Chapter Prelude
It was a clear, moonlit night in the year 2298 on Earth when my crew and I transported to an open field somewhere in the gritty Midwest on the continent of North America.
We were a Special Forces team from a similar planet called Rosen in the Brahams Galaxy. We excelled at covert missions disguised as wildlife species native to the planets we mapped and explored. It should have been an easy in-out assignment, but it was an unexpected calamity and death-defying challenge instead.
Especially, for me. I had an unexplained feeling of foreboding almost immediately. Not because of any known danger to us or because we were outfitted as furry little critters a third our normal size. Those things we could handle...it was the planet’s instability and unforeseen misfortunes of betrayal that would plague us in the end.
But I digress.
We knew that humans had started expanding further out into space and it was rumored they might soon be our galactic neighbors. So, we were masquerading as Great Plains prairie dogs on a mission to find out if Earth people were savage bastards or a benevolent tribe.
Prairie dogs? Yeah, that was my question, too.
At first, I thought it to be a clever choice, because they were reportedly personable critters that had adapted well to the planet’s harsh environment, but I would find out later, it was the only choice. Bigger wasn’t always better in my view. But most importantly, prairie dogs weren’t seen as a threat to people. We just had to find out if people were a threat to prairie dogs, because treatment of lower life forms was the true indicator of morals, and principled character in our non-violent society.
Word had filtered down via ancient deep-space probes over many centuries revealing a mixed story about human nature. Of most concern to Rosen officials was the report they were capable of brutality toward defenseless animals, like, say, prairie dogs—shooting, bulldozing and poisoning them irrespective of their importance to vital ecosystems, the soil and dozens of other critters—apparently for no other reason than man’s arrogant and self-serving purpose.
Human ruthlessness toward each other was offensive enough, but brutality against sentient beings that had no hope of defending themselves was not acceptable to the Rosen High Council. So, we were sent to observe the current level of human evolvement, and if it didn’t live up to the standards of our leaders, the unenlightened bullies would be blocked from our quadrant of the universe.
My team was programmed with prairie dog chatter, and five human languages, including slang, modern vernacular, profanity, clichés and other customary expressions.
Transforming our taller Rosenian bodies into subroutine programs for the smaller prairie dog disguises turned out to be a tricky thing. It gave our technician fits, so we ended up about 12 inches taller than any average prairie dog on Earth. It was a comical abnormality that I would later explain to the planet’s resident prairie dogs, by telling them we were from a remote colony of hybrid giant PD’s, which they would believe, because...well, we would be standing right there in front of them.
Prairie dogs were supposed to be a jolly, agreeable bunch, which would make my job of coming up with bogus crap and fictional details on the spot...sooo much easier.
We learned that mankind nailed its own coffin by not taking the external warming of the planet seriously, and climate change became its annihilation. Earth’s temperature reached a tilting point over a century ago that started a cascading collapse of its life-sustaining systems. Brutal wars fought over food, water and other natural resources launched humans into years of misery and by the early 22nd century, disease and starvation had killed off most of the 13 billion souls populating the planet.
People had first started exploring Mars in the 21st century, but it was experimental. After their world began to decline, human relocation to the Red Planet became a necessity for survival. So, over several decades of time, they colonized Mars to capacity inside shake-and-bake, climate-controlled, settlements.
Our assignment was to observe the interaction between the remaining group of approximately one thousand people staying in a domed community on Earth, and the prairie dogs living in a nearby colony.
Ironically, they called the PD town “Suburbia”.
Suburbia was our destination and our challenge was to become part of the community as over-sized, prairie dog cousins and earn their trust, so we could witness firsthand how the last remnants of mankind treated them.
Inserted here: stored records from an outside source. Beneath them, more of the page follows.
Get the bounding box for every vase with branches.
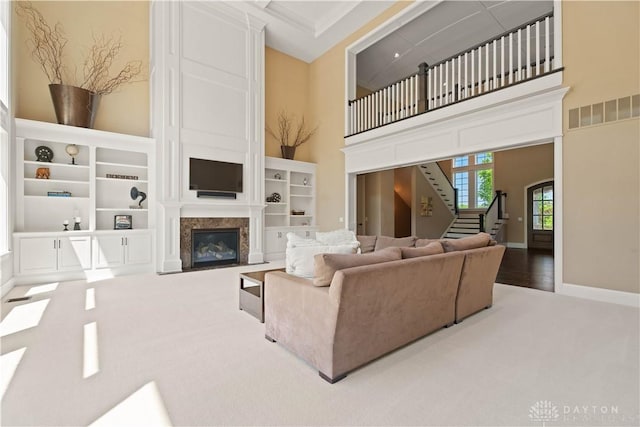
[15,1,142,127]
[266,110,318,159]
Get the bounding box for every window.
[533,185,553,231]
[453,153,493,209]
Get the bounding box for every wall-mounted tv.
[189,157,242,193]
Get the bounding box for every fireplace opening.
[191,228,240,268]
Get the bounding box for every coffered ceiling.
[228,0,395,62]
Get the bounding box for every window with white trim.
[452,153,493,209]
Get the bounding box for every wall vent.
[569,94,640,129]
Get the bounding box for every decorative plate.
[36,145,53,162]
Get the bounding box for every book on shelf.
[47,191,71,197]
[107,173,138,180]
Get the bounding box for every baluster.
[525,25,533,78]
[438,64,444,107]
[484,43,489,92]
[443,61,449,105]
[491,40,498,89]
[469,49,476,98]
[457,55,462,101]
[544,16,551,73]
[500,36,507,87]
[536,21,540,76]
[478,46,482,93]
[464,52,469,98]
[516,29,522,81]
[509,33,513,84]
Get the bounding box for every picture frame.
[113,215,133,230]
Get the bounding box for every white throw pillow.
[287,232,325,248]
[316,228,360,248]
[285,245,356,279]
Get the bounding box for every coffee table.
[239,268,284,323]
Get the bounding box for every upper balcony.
[346,12,562,140]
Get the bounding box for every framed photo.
[113,215,132,230]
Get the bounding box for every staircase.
[419,162,458,215]
[442,214,480,239]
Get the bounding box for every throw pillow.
[356,236,377,254]
[313,248,402,286]
[316,228,358,245]
[285,245,356,279]
[442,233,491,252]
[287,232,323,248]
[416,239,440,248]
[400,242,444,259]
[375,236,417,251]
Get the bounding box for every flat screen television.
[189,157,242,193]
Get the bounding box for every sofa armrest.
[456,245,505,322]
[264,271,338,372]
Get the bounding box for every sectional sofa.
[265,233,505,383]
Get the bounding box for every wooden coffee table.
[239,268,284,323]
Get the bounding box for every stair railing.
[479,190,507,234]
[347,12,556,136]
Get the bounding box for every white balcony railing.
[347,13,556,136]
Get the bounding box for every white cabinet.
[14,119,156,283]
[94,233,152,268]
[16,235,91,274]
[264,157,316,261]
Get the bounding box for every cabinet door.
[94,234,125,268]
[19,237,58,273]
[265,230,287,259]
[125,234,151,264]
[58,236,91,270]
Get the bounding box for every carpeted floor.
[0,264,640,426]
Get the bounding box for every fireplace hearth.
[180,217,249,271]
[191,228,240,268]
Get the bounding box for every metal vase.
[280,145,296,160]
[49,84,100,128]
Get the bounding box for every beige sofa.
[265,234,504,383]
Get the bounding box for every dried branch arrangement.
[15,1,142,95]
[267,110,318,147]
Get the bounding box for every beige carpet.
[0,264,640,426]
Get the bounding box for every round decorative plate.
[36,145,53,162]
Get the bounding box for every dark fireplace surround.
[180,218,249,271]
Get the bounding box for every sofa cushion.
[287,232,323,248]
[400,242,444,259]
[316,228,360,247]
[441,233,491,252]
[313,247,402,286]
[415,239,440,248]
[375,236,417,251]
[356,236,378,254]
[285,245,356,279]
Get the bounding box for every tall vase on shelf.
[280,145,296,160]
[49,84,100,129]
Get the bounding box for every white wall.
[150,1,264,272]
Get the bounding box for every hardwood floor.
[496,248,554,292]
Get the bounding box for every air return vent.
[569,95,640,129]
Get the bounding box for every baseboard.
[556,283,640,307]
[504,242,527,249]
[0,277,16,298]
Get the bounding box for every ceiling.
[357,0,553,90]
[227,0,395,62]
[227,0,553,90]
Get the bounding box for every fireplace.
[191,228,240,268]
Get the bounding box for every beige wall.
[309,2,411,230]
[264,47,308,162]
[562,1,640,293]
[494,144,553,243]
[12,1,149,136]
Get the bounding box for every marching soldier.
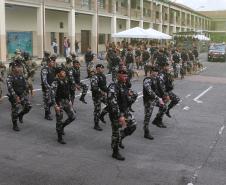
[85,47,94,78]
[0,61,6,102]
[90,64,107,131]
[6,62,31,131]
[23,52,38,96]
[125,46,134,79]
[107,70,136,160]
[41,54,56,120]
[51,67,75,144]
[72,60,89,104]
[152,62,180,128]
[143,67,164,140]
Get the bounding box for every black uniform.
[107,76,136,160]
[51,69,75,144]
[90,66,107,130]
[6,63,31,131]
[41,66,56,120]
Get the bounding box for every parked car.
[208,44,226,62]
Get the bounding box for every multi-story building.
[200,10,226,42]
[0,0,210,61]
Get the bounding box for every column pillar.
[68,9,75,52]
[37,4,45,58]
[159,4,163,32]
[111,2,117,42]
[139,0,144,28]
[91,14,98,53]
[0,0,6,62]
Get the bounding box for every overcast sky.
[172,0,226,11]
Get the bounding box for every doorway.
[81,30,91,53]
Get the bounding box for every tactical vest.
[41,67,56,85]
[12,76,27,96]
[143,77,159,100]
[56,79,70,101]
[73,68,80,83]
[117,84,129,113]
[97,74,107,92]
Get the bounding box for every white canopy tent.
[112,27,172,40]
[112,27,148,39]
[145,28,172,40]
[194,35,210,41]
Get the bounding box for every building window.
[155,12,160,19]
[99,33,105,44]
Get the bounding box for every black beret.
[56,66,65,73]
[151,66,159,72]
[96,64,104,68]
[118,69,127,75]
[73,60,80,64]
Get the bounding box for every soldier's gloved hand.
[16,96,20,104]
[75,85,81,91]
[163,96,170,103]
[118,116,126,127]
[159,98,165,107]
[128,90,133,96]
[55,105,60,112]
[101,91,107,96]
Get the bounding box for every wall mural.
[7,32,33,58]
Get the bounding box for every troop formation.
[1,43,202,160]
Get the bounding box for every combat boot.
[112,148,125,161]
[94,123,103,131]
[45,111,53,121]
[13,121,20,132]
[18,113,24,123]
[118,140,125,149]
[99,111,107,124]
[79,94,87,104]
[152,117,163,128]
[57,133,66,145]
[144,127,154,140]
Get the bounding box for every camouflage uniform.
[90,69,107,130]
[85,51,94,77]
[143,69,166,139]
[41,63,56,120]
[154,68,180,123]
[23,52,38,95]
[72,61,89,103]
[0,61,6,101]
[51,70,75,144]
[107,82,136,160]
[6,64,31,131]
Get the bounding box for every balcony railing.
[75,0,95,12]
[45,0,71,8]
[116,7,128,16]
[130,9,141,19]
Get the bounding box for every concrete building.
[0,0,211,61]
[200,10,226,42]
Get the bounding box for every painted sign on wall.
[7,32,33,57]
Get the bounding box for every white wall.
[6,6,37,31]
[116,19,126,32]
[45,10,68,33]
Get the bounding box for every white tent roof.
[145,28,172,40]
[112,27,148,39]
[194,35,210,41]
[112,27,172,40]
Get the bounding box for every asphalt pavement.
[0,54,226,185]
Simple enough, right? Yeah, that’s what I thought at the time.
I also remember thinking that humans were an indomitable bunch. I did give them credit for that, because it was believed that a few were determined to revive their planet from the death-throws before it was relegated to the cosmic scrap-heap.
So, I figured if mankind had learned by its mistakes and evolved enough to show respect for lesser beings, we could be in and out of Earth’s biosphere in a matter of days.
But that didn’t happen. Why not?
Well, please allow me to tell you the whole story of our sweltering, struggle to survive unpredictable earthly entanglements and cowardly betrayal, because I suspected from the beginning there was more to the sudden interest in human character than who might be living next door.